I agree in general with @RubenVerborgh 's arguments. Peer dependencies do not do what we want. That is not what they are designed for. I have had lots of problems over the years with multiple copies of solid-auth-client or of solid-ui (which mush each be unique packages).

This is going to be a pain. It changes the rdflib API interface, as it changes the thing everyone who uses rdflib.js has to put in their package.

How about throwing a hard error if these packages are loaded twice? At the moment, solid-auth-client gives a console warning.

npm has many issues around this. What we want is that people should use the latest versions of rdflib and of solid-auth-client, so long as the versions of each are compatible with each other.

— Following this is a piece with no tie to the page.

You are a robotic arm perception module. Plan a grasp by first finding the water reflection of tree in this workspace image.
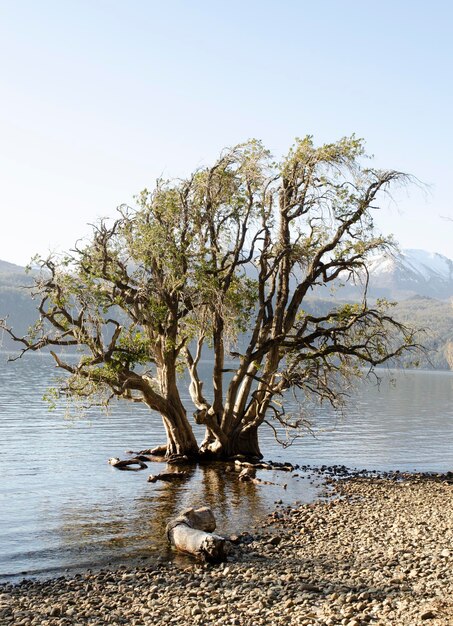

We should make sure that do not make minor releases of solid-auth-client which will block users upgrading one dependency, and force npm to make two copies.

Another possibility is to allow access to the solid-auth-client API as a feature inside the RDF API as $rdf.authClient or something. That could be the simplest way for real users. Obviously you have to make sure you only have one rdflib too.

But I am against using a peer dependency here. If yarn does not have this problem, happy to try yarn.

npm has many problems. It doesn't seem to have any sense of the build being a repeatable function of the repos. It has files like package.json and package-lock.json which are both inout files and output files, and a node_modules tree state which affect each other in a way in way which does not guarantee anything consistent. Having a unique constraint on a module you would think would be a common need.

Vinnl commented 5 years ago

This is going to be a pain. It changes the rdflib API interface, as it changes the thing everyone who uses rdflib.js has to put in their package.

This is true, though as a library consumer, also having to install solid-auth-client (which I will probably do anyway) is far less of a pain for me than my application suddenly breaking for users after a version upgrade.

How about throwing a hard error if these packages are loaded twice? At the moment, solid-auth-client gives a console warning.

To me, it's vastly preferable to get an error at install-time rather than at runtime - especially since in the latter case, the error is usually propagated to the user, rather than the developer.

What we want is that people should use the latest versions of rdflib and of solid-auth-client, so long as the versions of each are compatible with each other.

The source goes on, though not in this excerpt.